Experts say the ability to ignore satiety signals is an evolutionary adaptation that helped build fat stores during times of plenty. Even so, the body eventually puts a stop to the binge. After about 1,500 calories in one sitting, the gut releases a hormone that causes nausea, says Susan B. Roberts, director of the energy metabolism laboratory at Tufts.
Although your stomach may feel as if it will burst, gastric rupture is extremely rare, notes Dr. William Goldberg, a New York emergency room physician whose book “Why Do Men Have Nipples?” explores the issue. The problem is usually limited to people with major eating disorders; in a study of people who had died with Prader-Willi syndrome, which causes excessive overeating, about 3 percent of the deaths were due to stomach rupture, said Dr. David Stevenson, an assistant professor at the University of Utah.
But while your stomach won’t burst after a big Thanksgiving meal, overeating will make your body work harder. The extra digestive workload demanded by a food binge requires the heart to pump more blood to the stomach and intestines. Heavy consumption of fatty foods can also lead to changes that cause blood to clot more easily, said Dr. Francisco Lopez-Jimenez, a researcher at the Mayo Clinic College of Medicine.
As a result, heart attack risk appears to surge. Dr. Lopez-Jimenez led one study of 2,000 people that showed a fourfold increase in heart attack risk in the two hours after eating a big meal. Israeli researchers reported a sevenfold risk. “Someone who eats three times the normal calories of a regular meal will have an extra workload for the stomach and intestines and therefore the heart,” Dr. Lopez-Jimenez said.
Dr. Goldberg says the digestive workout may also explain the “food coma” many people experience after a big meal.
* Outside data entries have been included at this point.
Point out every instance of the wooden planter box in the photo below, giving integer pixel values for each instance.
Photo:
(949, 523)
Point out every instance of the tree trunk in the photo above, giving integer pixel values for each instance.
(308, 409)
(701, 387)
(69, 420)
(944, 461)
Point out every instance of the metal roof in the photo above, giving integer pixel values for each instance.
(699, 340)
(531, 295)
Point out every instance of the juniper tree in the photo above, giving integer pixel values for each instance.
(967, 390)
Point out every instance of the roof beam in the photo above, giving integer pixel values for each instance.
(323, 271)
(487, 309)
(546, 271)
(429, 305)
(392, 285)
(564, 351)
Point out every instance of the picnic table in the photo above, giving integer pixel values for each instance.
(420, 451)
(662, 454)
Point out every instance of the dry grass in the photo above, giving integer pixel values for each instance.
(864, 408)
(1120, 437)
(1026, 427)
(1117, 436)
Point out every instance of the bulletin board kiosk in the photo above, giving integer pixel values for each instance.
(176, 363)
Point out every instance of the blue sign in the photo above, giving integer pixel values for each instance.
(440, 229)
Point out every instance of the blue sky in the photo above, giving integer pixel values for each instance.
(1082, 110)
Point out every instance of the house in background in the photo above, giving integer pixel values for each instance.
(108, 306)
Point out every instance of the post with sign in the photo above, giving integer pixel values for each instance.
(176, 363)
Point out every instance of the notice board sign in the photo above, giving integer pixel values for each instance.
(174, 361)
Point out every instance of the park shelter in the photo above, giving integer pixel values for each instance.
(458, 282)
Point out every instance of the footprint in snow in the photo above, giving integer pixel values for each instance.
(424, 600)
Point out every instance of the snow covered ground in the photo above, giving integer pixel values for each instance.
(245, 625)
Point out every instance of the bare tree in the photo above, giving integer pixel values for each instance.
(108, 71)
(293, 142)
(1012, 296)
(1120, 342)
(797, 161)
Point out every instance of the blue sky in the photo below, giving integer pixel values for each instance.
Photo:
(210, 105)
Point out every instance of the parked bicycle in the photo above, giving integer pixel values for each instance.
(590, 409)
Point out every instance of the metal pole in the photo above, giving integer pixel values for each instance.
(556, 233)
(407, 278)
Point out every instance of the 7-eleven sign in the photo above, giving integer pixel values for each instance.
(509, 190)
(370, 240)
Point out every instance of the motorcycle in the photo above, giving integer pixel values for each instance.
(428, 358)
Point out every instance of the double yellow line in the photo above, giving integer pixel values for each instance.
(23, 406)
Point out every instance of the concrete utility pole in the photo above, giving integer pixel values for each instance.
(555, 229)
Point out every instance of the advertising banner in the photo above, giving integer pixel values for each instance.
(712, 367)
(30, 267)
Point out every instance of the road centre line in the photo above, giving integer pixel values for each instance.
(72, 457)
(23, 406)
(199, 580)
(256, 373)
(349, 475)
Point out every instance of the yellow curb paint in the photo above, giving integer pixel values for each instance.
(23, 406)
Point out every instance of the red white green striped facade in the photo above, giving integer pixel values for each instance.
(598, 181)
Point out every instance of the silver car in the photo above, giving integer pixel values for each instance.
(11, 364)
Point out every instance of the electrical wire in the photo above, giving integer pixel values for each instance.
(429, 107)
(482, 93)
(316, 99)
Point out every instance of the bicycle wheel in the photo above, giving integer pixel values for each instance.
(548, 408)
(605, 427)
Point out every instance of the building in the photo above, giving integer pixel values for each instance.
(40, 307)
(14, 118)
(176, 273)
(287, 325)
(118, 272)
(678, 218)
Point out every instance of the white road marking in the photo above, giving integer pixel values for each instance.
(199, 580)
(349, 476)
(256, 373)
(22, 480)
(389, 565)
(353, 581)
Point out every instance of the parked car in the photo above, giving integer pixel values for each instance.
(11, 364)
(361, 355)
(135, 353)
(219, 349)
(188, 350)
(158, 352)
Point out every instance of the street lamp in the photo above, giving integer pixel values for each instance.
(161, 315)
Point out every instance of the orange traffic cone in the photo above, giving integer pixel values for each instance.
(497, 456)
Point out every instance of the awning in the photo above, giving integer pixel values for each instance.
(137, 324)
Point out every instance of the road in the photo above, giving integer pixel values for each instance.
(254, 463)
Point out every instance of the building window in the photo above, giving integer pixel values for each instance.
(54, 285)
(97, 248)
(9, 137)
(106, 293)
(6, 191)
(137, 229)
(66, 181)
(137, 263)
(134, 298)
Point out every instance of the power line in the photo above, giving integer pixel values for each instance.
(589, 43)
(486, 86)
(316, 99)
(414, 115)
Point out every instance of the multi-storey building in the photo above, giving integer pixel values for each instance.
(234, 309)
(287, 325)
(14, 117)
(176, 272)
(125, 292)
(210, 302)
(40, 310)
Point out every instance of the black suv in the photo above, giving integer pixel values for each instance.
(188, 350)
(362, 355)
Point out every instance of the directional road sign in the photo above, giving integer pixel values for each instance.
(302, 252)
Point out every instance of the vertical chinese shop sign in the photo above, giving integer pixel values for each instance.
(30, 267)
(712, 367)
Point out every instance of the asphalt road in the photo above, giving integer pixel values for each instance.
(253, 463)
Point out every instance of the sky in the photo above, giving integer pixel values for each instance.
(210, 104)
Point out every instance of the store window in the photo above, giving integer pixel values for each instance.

Although popular wisdom holds that Thanksgiving drowsiness is caused by tryptophan, an amino acid found in turkey, Dr. Goldberg notes that the amount isn’t significant enough to affect most people.
For most people, food fatigue just brings on the need for a nap, but for travelers it is also a safety risk. “A lot of families as soon as they are done eating say, ‘Let’s get back on the road,’” said Dr. Carol Ash, the medical director of Sleep for Life, a sleep disorders program in Hillsborough, N.J. Dr. Ash notes that food fatigue, along with holiday alcohol consumption, the monotony of driving and a natural circadian dip late in the day all make for a lethal combination behind the wheel.
As the stomach releases food into the intestines, the gallbladder begins to squeeze out bile to help with fat digestion. Like the rest of the body, it has to work harder after a big meal — a frequent cause of gallstone attacks, which occur when clusters of solid material get stuck in the narrow duct that connects the organ to the intestine. These attacks are seldom fatal, but the pain mimics a heart attack and can be excruciating. Many people don’t know they have gallstones until an attack occurs.
Large meals increase the risk for flatulence, because bits of undigested food slip into the colon and begin to ferment. And people with existing health problems that require special diets have to be careful about their intake of salt, fat and calories at Thanksgiving.
Simple strategies can help minimize the gluttony. Keep the serving dishes in the kitchen, so you won’t take extra helpings mindlessly. Use smaller serving spoons and plates. In one study, Brian Wansink, a researcher at Cornell University, found that the bigger the bowl and serving spoon, the more ice cream people tended to eat.
Stick to foods that require utensils — we eat finger foods faster than those that require a fork.
Finally, contribute to the dinnertime conversation. The more you talk, the less you’ll eat.